Twenty-four countries in the European Union have adopted the IHRA definition, something which Minister of Diaspora Affairs Nachman Shai said “set the groundwork for its new strategic plan to combat anti-Semitism and foster Jewish life in Europe” during the Jan.27 meeting.
The E.U.’s decision was addressed by Katharina von Schnurbein, who was the first person to be appointed as the European Commission Coordinator on combating anti-Semitism and fostering Jewish life.

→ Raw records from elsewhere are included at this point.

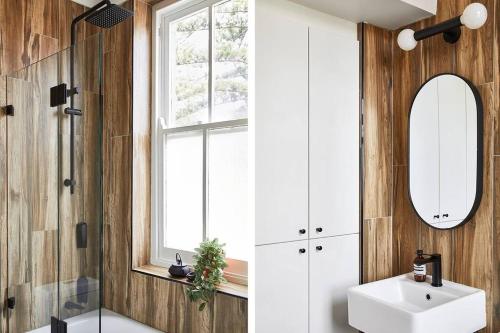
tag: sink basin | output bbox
[347,274,486,333]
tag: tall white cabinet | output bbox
[255,0,360,333]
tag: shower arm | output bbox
[64,0,111,194]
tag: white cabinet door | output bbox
[255,241,308,333]
[409,81,440,223]
[255,6,308,244]
[438,75,468,222]
[309,28,359,238]
[308,234,359,333]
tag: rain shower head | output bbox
[85,4,134,29]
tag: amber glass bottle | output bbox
[413,250,427,282]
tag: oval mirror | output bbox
[409,74,483,229]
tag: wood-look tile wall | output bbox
[363,0,500,333]
[104,0,248,333]
[0,0,100,332]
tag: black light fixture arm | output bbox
[413,16,463,44]
[64,0,111,194]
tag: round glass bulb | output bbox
[460,2,488,29]
[398,29,417,51]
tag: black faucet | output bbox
[415,254,443,287]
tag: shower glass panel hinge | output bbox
[50,83,78,107]
[3,105,14,117]
[50,317,68,333]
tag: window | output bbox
[152,0,247,282]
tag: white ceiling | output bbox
[291,0,437,30]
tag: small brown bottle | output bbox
[413,250,427,282]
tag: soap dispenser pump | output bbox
[413,250,427,282]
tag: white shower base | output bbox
[30,309,161,333]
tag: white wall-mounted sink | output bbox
[348,274,486,333]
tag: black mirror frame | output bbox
[407,73,484,230]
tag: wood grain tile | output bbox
[392,166,422,275]
[492,156,500,332]
[363,25,392,219]
[452,83,495,331]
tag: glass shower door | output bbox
[4,34,102,333]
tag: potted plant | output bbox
[187,238,227,311]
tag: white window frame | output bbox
[151,0,248,285]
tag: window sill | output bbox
[133,265,248,299]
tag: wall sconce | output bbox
[398,2,488,51]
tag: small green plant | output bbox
[187,238,227,311]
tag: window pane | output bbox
[208,127,250,260]
[212,0,248,121]
[169,9,209,127]
[163,131,203,251]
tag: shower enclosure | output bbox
[0,29,103,333]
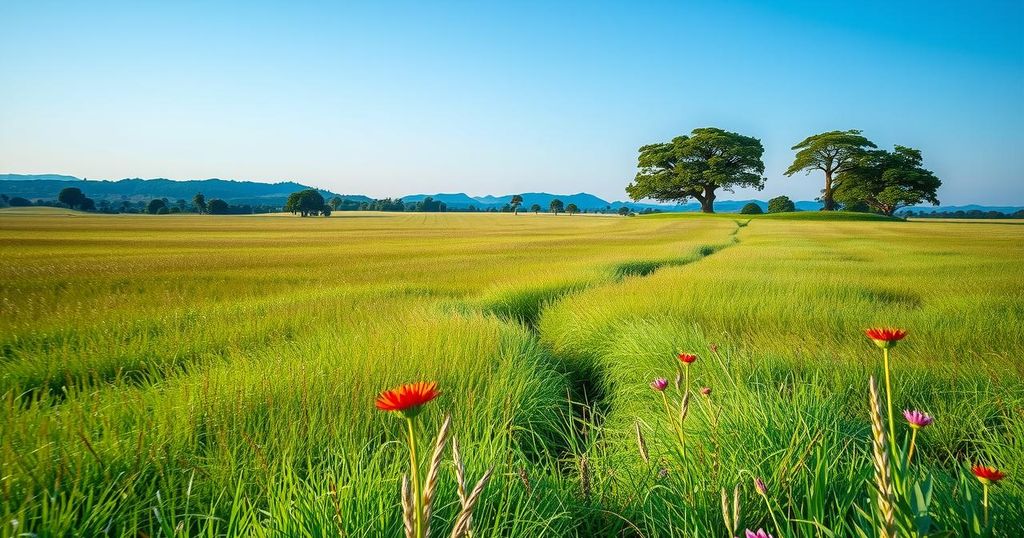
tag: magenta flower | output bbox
[754,477,768,495]
[903,409,935,429]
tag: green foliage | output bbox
[768,196,797,213]
[193,193,207,213]
[145,198,167,215]
[282,189,330,216]
[785,129,876,211]
[836,146,942,215]
[57,187,86,209]
[739,202,764,215]
[206,198,230,215]
[626,127,765,213]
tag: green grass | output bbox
[0,211,1024,537]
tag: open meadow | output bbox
[0,208,1024,538]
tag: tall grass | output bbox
[0,212,1024,537]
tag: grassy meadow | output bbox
[0,209,1024,538]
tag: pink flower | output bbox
[754,477,768,495]
[903,409,935,429]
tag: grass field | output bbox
[0,210,1024,538]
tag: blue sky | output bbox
[0,0,1024,204]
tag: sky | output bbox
[0,0,1024,205]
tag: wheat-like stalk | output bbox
[423,415,452,538]
[867,376,896,538]
[580,456,590,499]
[452,467,495,538]
[679,390,690,427]
[401,474,416,538]
[636,421,650,463]
[452,438,466,505]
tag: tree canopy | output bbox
[626,127,765,213]
[785,129,876,211]
[282,189,328,216]
[836,146,942,215]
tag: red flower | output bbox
[377,381,440,416]
[864,327,906,349]
[971,465,1007,486]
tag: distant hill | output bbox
[0,174,371,206]
[0,174,83,181]
[0,174,1024,214]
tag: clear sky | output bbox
[0,0,1024,204]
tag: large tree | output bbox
[836,146,942,215]
[57,187,85,209]
[285,189,327,216]
[626,127,765,213]
[785,129,876,211]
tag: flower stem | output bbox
[981,484,988,528]
[906,428,918,467]
[882,347,896,454]
[406,417,423,538]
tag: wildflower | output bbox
[903,409,935,429]
[971,465,1007,527]
[754,477,768,496]
[679,354,697,364]
[376,381,440,418]
[864,327,906,454]
[971,465,1007,486]
[864,327,906,349]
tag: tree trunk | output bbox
[698,187,715,213]
[821,170,836,211]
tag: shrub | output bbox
[739,202,764,215]
[768,196,797,213]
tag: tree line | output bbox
[626,127,942,215]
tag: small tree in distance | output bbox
[768,196,797,213]
[193,193,206,213]
[739,202,764,215]
[57,187,85,209]
[509,195,522,215]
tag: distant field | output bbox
[0,208,1024,538]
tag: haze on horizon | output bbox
[0,1,1024,205]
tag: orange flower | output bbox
[377,381,440,417]
[971,465,1007,486]
[864,327,906,349]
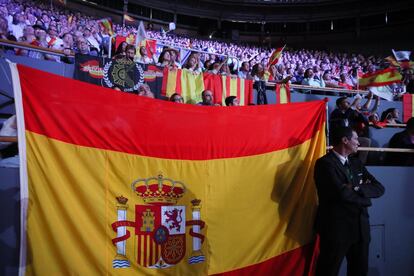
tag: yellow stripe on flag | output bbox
[239,79,246,105]
[279,84,289,104]
[165,70,178,98]
[181,69,204,103]
[26,127,326,275]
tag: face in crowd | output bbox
[201,90,213,105]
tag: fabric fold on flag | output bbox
[276,83,290,104]
[12,65,326,275]
[267,45,286,67]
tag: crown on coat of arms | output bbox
[131,173,185,205]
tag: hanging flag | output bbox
[391,49,411,61]
[11,62,326,275]
[403,94,414,122]
[275,83,290,104]
[358,67,402,89]
[98,18,114,36]
[267,45,286,67]
[135,21,147,48]
[180,48,191,66]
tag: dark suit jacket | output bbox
[314,152,385,242]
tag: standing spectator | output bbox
[386,117,414,166]
[314,127,385,276]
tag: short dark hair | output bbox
[224,96,237,106]
[336,97,348,107]
[406,117,414,131]
[330,126,353,146]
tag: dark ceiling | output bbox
[129,0,414,23]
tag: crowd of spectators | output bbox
[0,0,410,92]
[0,0,412,165]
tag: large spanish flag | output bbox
[11,64,326,275]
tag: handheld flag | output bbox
[267,45,286,67]
[358,67,402,89]
[135,21,147,48]
[98,18,114,36]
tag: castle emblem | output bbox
[112,174,205,268]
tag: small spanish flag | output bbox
[267,45,286,67]
[98,18,114,36]
[359,67,402,89]
[276,83,290,104]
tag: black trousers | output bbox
[316,236,369,276]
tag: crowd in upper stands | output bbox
[0,0,412,94]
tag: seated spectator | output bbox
[168,48,181,69]
[138,46,155,64]
[224,96,240,106]
[184,54,201,73]
[170,93,184,103]
[237,61,252,79]
[137,83,155,99]
[338,73,354,90]
[386,117,414,166]
[302,68,325,87]
[114,41,128,59]
[157,49,171,66]
[125,44,136,61]
[77,37,97,56]
[322,70,342,88]
[251,63,268,81]
[381,107,402,124]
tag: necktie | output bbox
[344,159,353,181]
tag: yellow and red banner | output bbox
[11,65,326,275]
[161,67,253,105]
[98,18,114,36]
[275,83,290,104]
[403,93,414,122]
[358,67,402,89]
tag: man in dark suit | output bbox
[314,127,385,276]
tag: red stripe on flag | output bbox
[237,78,242,101]
[214,242,319,276]
[403,94,414,122]
[161,66,169,96]
[18,65,325,160]
[244,80,254,104]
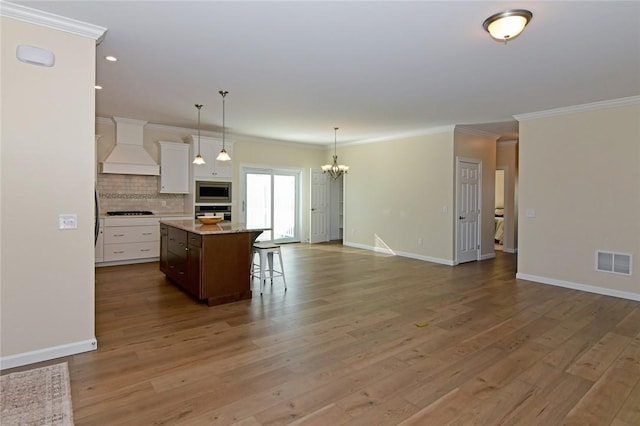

“You can’t fight it if you can’t define it,” she said. “The E.U. Commission takes a victim-based approach and regards all forms of anti-Semitism as equally pernicious. The non-legally binding working definition of the IHRA on anti-Semitism reflects what the majority of European Jews regards as anti-Semitic. Since 2017, the commission has been using this definition as a useful guidance tool to recognize anti-Semitic biases and recommends it to its member states.”
There are currently no African countries that have adopted the definition. On Thursday, Joyce Chitsulo, chair of the Malawi Parliamentary Israel Allies, said that she expects Malawi to lead the charge in her region.
“It is time for African countries to join the global movement supporting the IHRA definition of anti-Semitism,” said Chitsulo. “My goal is for Malawi to be the first African country to adopt the definition.”
Knesset member Ruth Wasserman Lande, a member of the Knesset Christian Allies Caucus, also attended the online event. She noted that the IHRA definition protects not only the Jewish people but serves “as a model for defining racism against other religious or racial minorities.”